Interactive Data Visualization for the Web

Chapter 11. Layouts

Contrary to what the name implies, D3 layouts do not, in fact, lay anything out for you on the screen. The layout methods have no direct visual output. Rather, D3 layouts take data that you provide and remap or otherwise transform it, thereby generating new data that is more convenient for a specific visual task. It’s still up to you to take that new data and generate visuals from it.

Here is a complete list of all D3 layouts:

Bundle
Chord
Cluster
Force
Histogram
Pack
Partition
Pie
Stack
Tree
Treemap

In this chapter, I introduce three of the most common: pie, stack, and force. Each layout performs a different function, and each has its own idiosyncrasies.

If you are curious about any of the other D3 layouts, check out the many examples on the D3 website, and be sure to reference the official API documentation on layouts.

Pie Layout

d3.layout.pie() might not be as delicious as it sounds, but it’s still worthy of your attention. Obviously, its typical use is for creating pie charts, like the example in Figure 11-1.

Figure 11-1. A simple pie chart

Feel free to open up the sample code for this in 01_pie.html and poke around.

To draw those pretty wedges, we need to know a number of measurements, including an inner and outer radius for each wedge, plus the starting and ending angles. The purpose of the pie layout is to take your data and calculate all those messy angles for you, sparing you from ever having to think about radians.

Remember radians? In case you don’t, here’s a quick refresher. Just as there are 360° in a circle, there are 2π radians. So π radians equals 180°, or half a circle. Most people find it easier to think in terms of degrees; computers prefer radians.

For this pie chart, let’s start, as usual, with a very simple dataset:

var dataset = [ 5, 10, 20, 45, 6, 25 ];

We can define a default pie layout very simply as:

var pie = d3.layout.pie();

Then, all that remains is to hand off our data to the new pie() function, as in pie(dataset). Compare the datasets before and after in Figure 11-2.

Figure 11-2. Your data, pie-ified

The pie layout takes our simple array of numbers and generates an array of objects, one object for each value. Each of those objects now has a few new values—most important, startAngle and endAngle. Wow, that was easy!

Now, to actually draw the wedges, we turn to d3.svg.arc(), a handy built-in function for drawing arcs as SVG path elements. We haven’t talked about paths yet, but they are SVG’s answer to drawing irregular forms. Anything that’s not a rect, circle, or another basic shape can be drawn as a path. The catch is, the syntax for defining path values is not particularly human-friendly.

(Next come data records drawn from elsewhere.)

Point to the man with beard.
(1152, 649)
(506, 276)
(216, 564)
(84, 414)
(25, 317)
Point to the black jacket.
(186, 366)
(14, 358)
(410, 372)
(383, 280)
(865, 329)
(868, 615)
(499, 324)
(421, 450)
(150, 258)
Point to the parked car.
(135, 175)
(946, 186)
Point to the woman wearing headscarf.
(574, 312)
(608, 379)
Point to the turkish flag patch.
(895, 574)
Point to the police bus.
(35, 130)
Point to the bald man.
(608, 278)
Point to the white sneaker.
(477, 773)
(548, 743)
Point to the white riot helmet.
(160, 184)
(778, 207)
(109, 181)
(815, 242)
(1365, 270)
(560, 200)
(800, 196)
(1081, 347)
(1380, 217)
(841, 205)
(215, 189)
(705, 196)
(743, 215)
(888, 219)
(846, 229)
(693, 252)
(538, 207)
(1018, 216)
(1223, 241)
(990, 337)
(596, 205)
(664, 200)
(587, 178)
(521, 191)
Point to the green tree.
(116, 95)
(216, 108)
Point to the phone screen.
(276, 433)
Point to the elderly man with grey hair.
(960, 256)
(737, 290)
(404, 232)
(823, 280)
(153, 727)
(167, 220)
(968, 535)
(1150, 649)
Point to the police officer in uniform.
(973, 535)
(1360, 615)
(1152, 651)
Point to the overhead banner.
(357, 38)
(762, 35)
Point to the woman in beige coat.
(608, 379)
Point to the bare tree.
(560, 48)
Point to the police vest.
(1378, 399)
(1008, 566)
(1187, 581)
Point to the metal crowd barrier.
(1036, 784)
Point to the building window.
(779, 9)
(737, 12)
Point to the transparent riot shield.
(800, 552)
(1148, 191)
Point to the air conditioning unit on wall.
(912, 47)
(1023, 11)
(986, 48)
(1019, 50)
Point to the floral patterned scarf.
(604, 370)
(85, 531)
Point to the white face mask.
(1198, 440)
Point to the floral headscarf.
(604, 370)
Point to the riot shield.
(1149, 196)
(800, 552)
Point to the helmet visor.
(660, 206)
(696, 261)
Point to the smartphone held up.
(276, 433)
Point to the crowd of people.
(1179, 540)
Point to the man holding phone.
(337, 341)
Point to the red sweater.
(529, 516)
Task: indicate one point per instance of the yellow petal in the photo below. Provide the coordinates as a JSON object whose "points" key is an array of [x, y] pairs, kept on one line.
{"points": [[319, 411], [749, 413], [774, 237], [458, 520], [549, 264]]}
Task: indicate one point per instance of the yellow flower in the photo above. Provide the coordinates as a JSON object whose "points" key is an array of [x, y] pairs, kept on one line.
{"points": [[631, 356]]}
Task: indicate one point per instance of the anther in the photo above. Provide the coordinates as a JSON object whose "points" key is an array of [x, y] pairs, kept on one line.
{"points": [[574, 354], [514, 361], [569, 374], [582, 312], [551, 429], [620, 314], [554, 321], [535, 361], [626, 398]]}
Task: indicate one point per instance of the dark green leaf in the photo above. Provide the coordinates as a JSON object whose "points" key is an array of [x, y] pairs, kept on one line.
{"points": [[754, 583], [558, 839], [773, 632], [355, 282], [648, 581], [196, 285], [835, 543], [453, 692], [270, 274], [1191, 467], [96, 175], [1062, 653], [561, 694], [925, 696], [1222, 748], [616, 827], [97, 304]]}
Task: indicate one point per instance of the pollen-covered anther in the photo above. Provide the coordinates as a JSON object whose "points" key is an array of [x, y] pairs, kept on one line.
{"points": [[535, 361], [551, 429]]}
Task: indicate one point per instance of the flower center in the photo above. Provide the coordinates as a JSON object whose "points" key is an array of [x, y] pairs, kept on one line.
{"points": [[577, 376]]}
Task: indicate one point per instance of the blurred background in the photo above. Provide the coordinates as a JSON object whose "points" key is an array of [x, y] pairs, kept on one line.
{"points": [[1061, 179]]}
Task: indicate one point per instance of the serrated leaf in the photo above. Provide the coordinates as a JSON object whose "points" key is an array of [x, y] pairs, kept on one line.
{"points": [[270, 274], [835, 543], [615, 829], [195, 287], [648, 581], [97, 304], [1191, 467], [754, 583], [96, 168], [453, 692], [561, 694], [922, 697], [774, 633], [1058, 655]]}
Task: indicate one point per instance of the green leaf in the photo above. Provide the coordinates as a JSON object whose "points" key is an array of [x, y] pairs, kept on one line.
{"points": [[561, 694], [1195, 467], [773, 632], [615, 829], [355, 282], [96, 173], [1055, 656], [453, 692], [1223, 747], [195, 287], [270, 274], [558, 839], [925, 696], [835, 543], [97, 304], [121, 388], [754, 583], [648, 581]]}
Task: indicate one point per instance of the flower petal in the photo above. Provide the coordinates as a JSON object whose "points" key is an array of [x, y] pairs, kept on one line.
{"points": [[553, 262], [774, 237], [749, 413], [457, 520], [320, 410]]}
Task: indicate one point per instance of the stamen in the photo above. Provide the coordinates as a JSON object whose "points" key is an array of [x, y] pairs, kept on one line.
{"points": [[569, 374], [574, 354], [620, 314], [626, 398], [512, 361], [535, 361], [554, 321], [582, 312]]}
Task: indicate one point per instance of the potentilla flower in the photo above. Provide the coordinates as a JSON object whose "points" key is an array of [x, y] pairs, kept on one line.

For example, here’s the code for the big, red wedge in Figure 11-1:

<path fill="#d62728" d="M9.184850993605149e-15,-150A150,150 0 0,1
        83.99621792063931,124.27644738657631L0,0Z"></path>

If you can understand that, then you don’t need this book.

The bottom line is, it’s best to let functions like d3.svg.arc() handle generating paths programatically. You don’t want to try writing this stuff out by hand.

Arcs are defined as custom functions, and they require inner and outer radius values:

var w = 300;
var h = 300;

var outerRadius = w / 2;
var innerRadius = 0;
var arc = d3.svg.arc()
                .innerRadius(innerRadius)
                .outerRadius(outerRadius);

Here I’m setting the size of the whole chart to be 300 by 300 square. Then I’m setting the outerRadius to half of that, or 150. The innerRadius is zero. We’ll revisit innerRadius in a moment.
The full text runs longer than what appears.